Oostappen heeft verder – naar de rechtbank begrijpt – gesteld dat het verstekvonnis berust op een juridische misslag omdat haar verweer, dat pas is verwoord in haar verzetdagvaarding, tegen de vorderingen niet is meegenomen bij de beslissingen in het verstekvonnis. Dit is echter geen (kennelijke) juridische misslag. Bovendien gaat deze stelling van Oostappen uit van de kans van slagen van verzet van het verstekvonnis. Die kans dient buiten beschouwing te worden gelaten bij de beoordeling van een vordering tot schorsing van de tenuitvoerlegging van een vonnis waarvan een rechtsmiddel is ingesteld (zoals overwogen in het hiervoor aangehaalde arrest ECLI:NL:HR:2019:2026).
2.9.
Verder heeft Oostappen geen feiten en omstandigheden gesteld, of is daarvan gebleken, die de voorlopige schorsing van die tenuitvoerlegging van het verstekvonnis, dan wel een verbod om tot tenuitvoerlegging van het verstekvonnis over te gaan, rechtvaardigen.
2.10.
De slotsom is dat Oostappen onvoldoende heeft gesteld om haar belang bij het niet executeren van het verstekvonnis zwaarder te laten wegen dan het belang van [gedaagde in verzet] bij een eventuele executie daarvan gedurende deze procedure (van verzet).
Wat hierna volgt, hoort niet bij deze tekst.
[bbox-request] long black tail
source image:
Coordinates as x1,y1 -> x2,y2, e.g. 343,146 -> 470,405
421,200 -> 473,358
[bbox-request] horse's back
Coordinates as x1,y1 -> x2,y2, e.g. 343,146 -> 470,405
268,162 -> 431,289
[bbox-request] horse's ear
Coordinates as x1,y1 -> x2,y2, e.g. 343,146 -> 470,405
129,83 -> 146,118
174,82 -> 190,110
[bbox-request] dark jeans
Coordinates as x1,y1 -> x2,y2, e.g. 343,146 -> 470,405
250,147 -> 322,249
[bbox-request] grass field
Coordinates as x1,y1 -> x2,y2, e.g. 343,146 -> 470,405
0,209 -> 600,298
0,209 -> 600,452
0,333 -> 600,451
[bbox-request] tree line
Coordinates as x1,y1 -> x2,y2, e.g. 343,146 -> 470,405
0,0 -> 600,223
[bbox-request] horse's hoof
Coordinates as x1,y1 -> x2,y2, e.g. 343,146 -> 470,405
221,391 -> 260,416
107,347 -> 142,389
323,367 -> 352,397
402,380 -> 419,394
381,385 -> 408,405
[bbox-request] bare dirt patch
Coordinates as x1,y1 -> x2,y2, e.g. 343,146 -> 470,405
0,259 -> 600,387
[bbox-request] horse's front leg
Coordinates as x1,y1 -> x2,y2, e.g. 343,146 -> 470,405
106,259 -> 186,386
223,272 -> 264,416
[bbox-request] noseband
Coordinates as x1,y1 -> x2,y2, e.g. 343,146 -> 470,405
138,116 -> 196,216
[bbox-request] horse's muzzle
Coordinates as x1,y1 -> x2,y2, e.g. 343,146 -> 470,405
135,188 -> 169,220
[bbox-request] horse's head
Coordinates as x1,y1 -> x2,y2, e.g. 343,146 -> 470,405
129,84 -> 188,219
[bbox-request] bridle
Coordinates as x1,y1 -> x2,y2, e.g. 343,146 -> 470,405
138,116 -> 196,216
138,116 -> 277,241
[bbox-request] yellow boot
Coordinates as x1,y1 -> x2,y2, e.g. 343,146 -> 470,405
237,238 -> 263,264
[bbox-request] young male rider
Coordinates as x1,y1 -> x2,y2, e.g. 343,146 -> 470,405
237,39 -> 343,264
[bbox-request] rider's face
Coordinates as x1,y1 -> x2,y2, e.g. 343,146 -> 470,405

De gevorderde voorlopige voorziening wordt dan ook afgewezen.
2.11.
Oostappen wordt als in het ongelijk gestelde partij veroordeeld in de proceskosten in dit incident (inclusief nakosten). De proceskosten van [gedaagde in verzet] worden begroot op € 614,- aan salaris advocaat (1 punt x tarief II) en € 178,- aan nakosten (plus de verhoging zoals vermeld in de beslissing).

3.De beslissing

De rechtbank
in het incident
3.1.
wijst het gevorderde af,
3.2.
veroordeelt Oostappen in de kosten van het incident, aan de zijde van [gedaagde in verzet] begroot op € 792,-, te betalen binnen veertien dagen na aanschrijving daartoe, te vermeerderen met € 92,- plus de kosten van betekening als hij niet tijdig aan de veroordelingen voldoet en het vonnis daarna wordt betekend,
3.3.
verklaart deze proceskostenveroordeling uitvoerbaar bij voorraad,
in de hoofdzaak
3.4.
bepaalt dat de zaak weer op de rol zal komen van
4 december 2024voor beraad rolrechter omtrent het bepalen van een mondelinge behandeling.
Dit vonnis is gewezen door mr. E.J.C. Adang en in het openbaar uitgesproken op 20 november 2024.